Here is my code (Python):
DNA_Codons = {
'TTT': 'F', 'CTT': 'L', 'ATT': 'I', 'GTT': 'V',
'TTC': 'F', 'CTC': 'L', 'ATC': 'I', 'GTC': 'V',
'TTA': 'L', 'CTA': 'L', 'ATA': 'I', 'GTA': 'V',
'TTG': 'L', 'CTG': 'L', 'ATG': 'M', 'GTG': 'V',
'TCT': 'S', 'CCT': 'P', 'ACT': 'T', 'GCT': 'A',
'TCC': 'S', 'CCC': 'P', 'ACC': 'T', 'GCC': 'A',
'TCA': 'S', 'CCA': 'P', 'ACA': 'T', 'GCA': 'A',
'TCG': 'S', 'CCG': 'P', 'ACG': 'T', 'GCG': 'A',
'TAT': 'Y', 'CAT': 'H', 'AAT': 'N', 'GAT': 'D',
'TAC': 'Y', 'CAC': 'H', 'AAC': 'N', 'GAC': 'D',
'TAA': '-', 'CAA': 'Q', 'AAA': 'K', 'GAA': 'E',
'TAG': '-', 'CAG': 'Q', 'AAG': 'K', 'GAG': 'E',
'TGT': 'C', 'CGT': 'R', 'AGT': 'S', 'GGT': 'G',
'TGC': 'C', 'CGC': 'R', 'AGC': 'S', 'GGC': 'G',
'TGA': '-', 'CGA': 'R', 'AGA': 'R', 'GGA': 'G',
'TGG': 'W', 'CGG': 'R', 'AGG': 'R', 'GGG': 'G'
}
bases={"A":"T",
"T":"A",
"G":"C",
"C":"G"}
def Pro(DNA, start, Rev):
#Calculates the Reverse compliment if using
if Rev == True:
reverse=DNA[::-1]
compliment=[]
for base in reverse:
compliment+=bases[base]
Seq="".join(compliment)
elif Rev== False:
Seq=DNA
Protein=[]
#Finds a start codon
for i in range(start, len(Seq),3):
codon=Seq[i:i+3]
if codon=="ATG":
#Starting from that start codon, returns a protein, breaks if stop codon
#-2 included so that it's always in blocks of 3
for j in range(i,len(Seq)-2,3):
new_codon=Seq[j:j+3]
if DNA_Codons[new_codon]!="-":
Protein+=[DNA_Codons[new_codon]]
else:
#Adds in the '-' to split proteins that start within the same Reading Frame
Protein+=[DNA_Codons[new_codon]]
break
return Protein
f = open('rosalind_orf.txt','r').read()
#Puts each FASTA String into an arrary
strings=f.split(">")
#removes the FASTA ID from the string in array and new line characters
for i in range(len(strings)):
strings[i]=strings[i].strip("Rosalind_0123456789")
strings[i]=strings[i].replace("\n","")
DNA=strings[1]
#Adds proteins from all Open Reading Frames
Proteins=[]
for i in range(len(DNA)):
Proteins+="".join(Pro(DNA,i,False)).split('-')

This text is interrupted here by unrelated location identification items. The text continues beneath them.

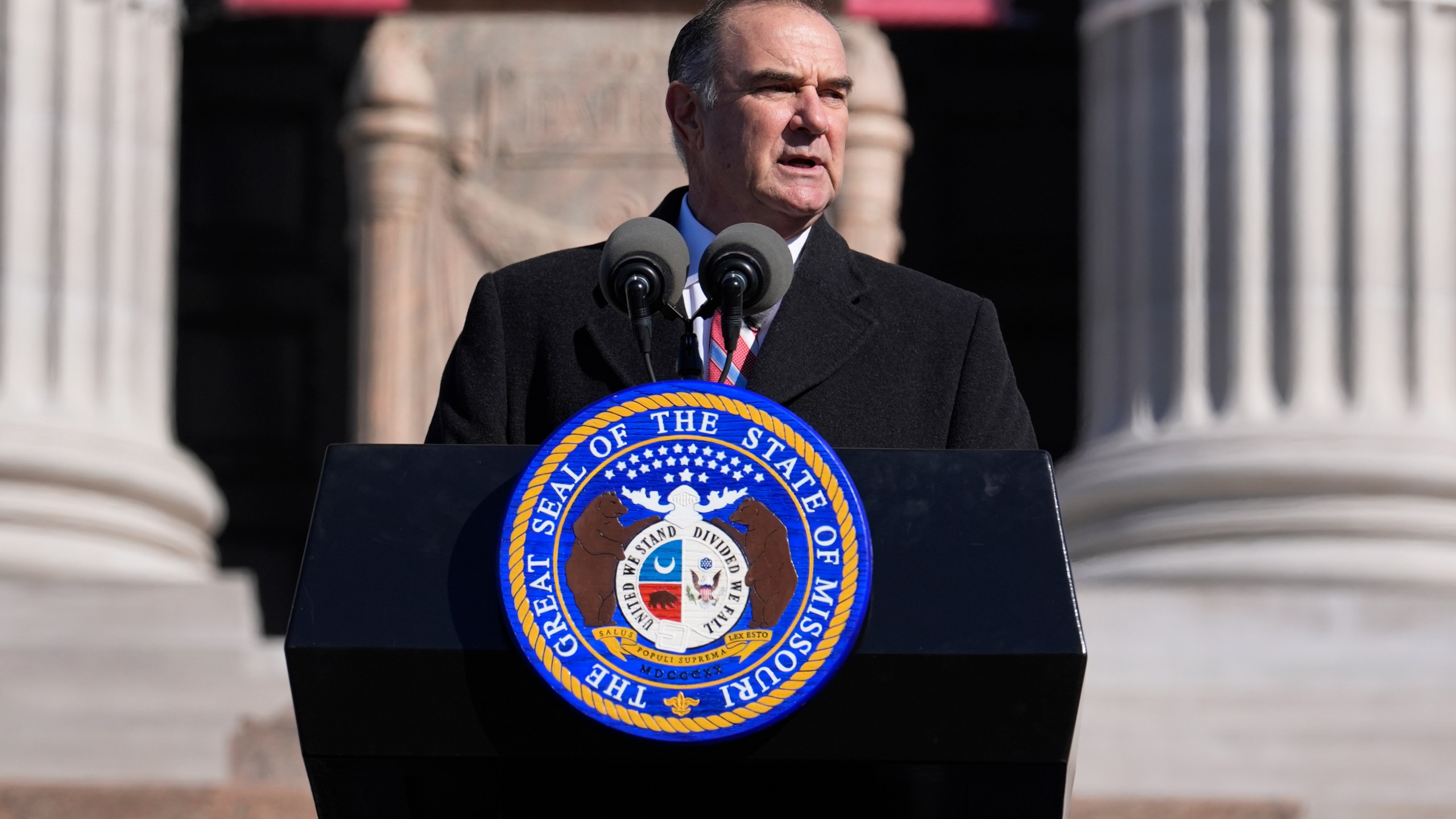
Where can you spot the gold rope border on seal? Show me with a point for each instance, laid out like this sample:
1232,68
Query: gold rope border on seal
849,579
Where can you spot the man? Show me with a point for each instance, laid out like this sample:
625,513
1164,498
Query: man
870,353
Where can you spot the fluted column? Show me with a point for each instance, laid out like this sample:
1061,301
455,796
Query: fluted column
92,483
867,210
1270,382
394,146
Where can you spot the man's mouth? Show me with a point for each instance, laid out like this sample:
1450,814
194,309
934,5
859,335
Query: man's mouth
800,162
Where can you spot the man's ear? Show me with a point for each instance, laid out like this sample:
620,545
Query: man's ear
686,115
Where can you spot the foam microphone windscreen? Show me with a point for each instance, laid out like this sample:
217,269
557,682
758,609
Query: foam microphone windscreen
768,250
647,239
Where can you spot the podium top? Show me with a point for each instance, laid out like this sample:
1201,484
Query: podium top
398,643
404,541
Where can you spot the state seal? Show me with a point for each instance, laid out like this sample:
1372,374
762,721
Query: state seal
685,561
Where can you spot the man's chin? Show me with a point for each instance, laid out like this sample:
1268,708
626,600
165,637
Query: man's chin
799,201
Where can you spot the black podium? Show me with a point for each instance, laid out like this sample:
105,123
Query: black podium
412,698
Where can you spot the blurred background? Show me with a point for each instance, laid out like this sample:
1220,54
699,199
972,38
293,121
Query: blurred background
1219,237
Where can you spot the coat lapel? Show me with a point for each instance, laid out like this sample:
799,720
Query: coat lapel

Proteins+="".join(Pro(DNA,i,True)).split('-')
#Mades a list of Unique Proteins and prints them
Unique_Proteins=[]
for p in Proteins:
if (p not in Unique_Proteins and p!=""):
Unique_Proteins+=[p]
print p
Using the sample data:
Rosalind_99 AGCCATGTAGCTAACTCAGGTTACATGGGGATGACCCCGCGACTTGGATTAGAGTCTCTTTTGGAATAAGCCTGAATGATCCGAGTAGCATCTCAG
My code works fine, however for every question dataset I've been given it fails...
Here is one of the question datasets that I've failed on:
Rosalind_1485 GACCAGAATGCGTTAGTCGGCCTCAGAGCGCACAAAAACCAGTATTTACAAAGTGGGACG
TAGCGCCCCGCGGCGTCCTTTTGCCCTATCGAAAGTATAGGCATCAGCTTTTTACCACCT
TGTCATAGGTAAACTGCCCGACCCAGGTCCGGCCCTCAGCCCAACGCAGATAAACCAAGG
TTATAGATGTGGCCTGTAGGCATATTGCTCTTAATGTTATAAAGAGCGAAGCGTGGTCTC
GGTTTGTAAACATTAATCAAATTCCCAGGCACTAAGCCATGGTCGCCCCGGATTGGTTTT
CCGGTGTACGCATCGGTGGCAGCTGGAGGGGACAGTTTAGGTGCTGCAATTGAACATGAA
ACTGCACGAAAGGTGGGGTGGGCCGGATCTTGCGGGCCTCGAAAGGGTAGTGTTCCTCTG
CTATCTAGTCCAATTACCTGTAGTATATATGATCAGGCCGTCGGTTACTTAGCTAAGTAA
CCGACGGCCTGATCATCTCCTAGGAAATGGTCCTGAATGCGAACTAGGTTCCGTGGAATG
ATGGGGCCCAGAGGAAACCTGTACGCAATGGATCCCGGACAGATAGACCGGGAGGTCTTG
CAACCTCTTGTGGGAGTTACAGGCCGTACCTGAATTGCCCTCGTACCATTTGAAATGGTG
CGACGCCTGTACGCAACAATCGTTCGCCTGGATAATACAGACGGCCATTTCTGTAGGAAC
GATACCGTAACGCGACGTCAGGCATGACGTTAACTGCGTCACGTTTCATACCACTATGTG
AGGTACCCACTCCTTCATTTACCGCGAGATAAAGAGCCACCACCACCTTCTCTTGGTTTC
CATGCGCCGATCGGCTAAACGTGCATCACATTCAGGCGAAGAGTCAAATGGAAGCTCGCA
ATTTTAGGCCTTTATGGCGAATATCCCGCAAGCCTTAGGCGCGT
Obviously this code is nowhere near efficient and there's lot that could be improved upon, I'm just curious as to why it's not working.